This notebook corresponds with src/data/streak.py; it explains some of the insights and methods implemented into streak.py: a script used to generate streak.csv. 

In [1]:
# Imports
import pandas as pd

First, we load in 'mirror.csv', which is an intermediary dataset created in order to work with streak data. It contains game instances from a team's perspective.
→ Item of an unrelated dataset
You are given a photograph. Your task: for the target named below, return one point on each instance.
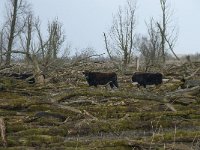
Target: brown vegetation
(66, 113)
For more on the mirror data or how it was generated from the original data, please read through mirror.ipynb. 

In [2]:
mirror_df = pd.read_csv('../data/processed/mirror.csv', index_col=0)
mirror_df.head(6)

Unnamed: 0_level_0,TEAM_ID,GAME_DATE_EST,SEASON,TEAM_WINS,PTS_for,PTS_against,FG_PCT_for,FG_PCT_against,FG3_PCT_for,FG3_PCT_against,AST_for,AST_against,REB_for,REB_against
GAME_ID,Unnamed: 1_level_1,Unnamed: 2_level_1,Unnamed: 3_level_1,Unnamed: 4_level_1,Unnamed: 5_level_1,Unnamed: 6_level_1,Unnamed: 7_level_1,Unnamed: 8_level_1,Unnamed: 9_level_1,Unnamed: 10_level_1,Unnamed: 11_level_1,Unnamed: 12_level_1,Unnamed: 13_level_1,Unnamed: 14_level_1
20600002,1610612762,2003-10-05,2003,1,90.0,85.0,0.457,0.447,0.143,0.25,23.0,20.0,41.0,38.0
20600003,1610612742,2003-10-05,2003,0,85.0,90.0,0.447,0.457,0.25,0.143,20.0,23.0,38.0,41.0
20600004,1610612763,2003-10-06,2003,1,105.0,94.0,0.494,0.427,0.267,0.154,25.0,20.0,48.0,43.0
20600005,1610612749,2003-10-06,2003,0,94.0,105.0,0.427,0.494,0.154,0.267,20.0,25.0,43.0,48.0
20600006,1610612765,2003-10-07,2003,0,96.0,100.0,0.391,0.494,0.444,0.667,19.0,25.0,37.0,52.0
20600007,1610612739,2003-10-07,2003,1,100.0,96.0,0.494,0.391,0.667,0.444,25.0,19.0,52.0,37.0


Now, what we want to do using these game instances is engineer 'streak' features indicating how a a certain team has been playing leading up to a game, and use these streak features to predict the game in question. 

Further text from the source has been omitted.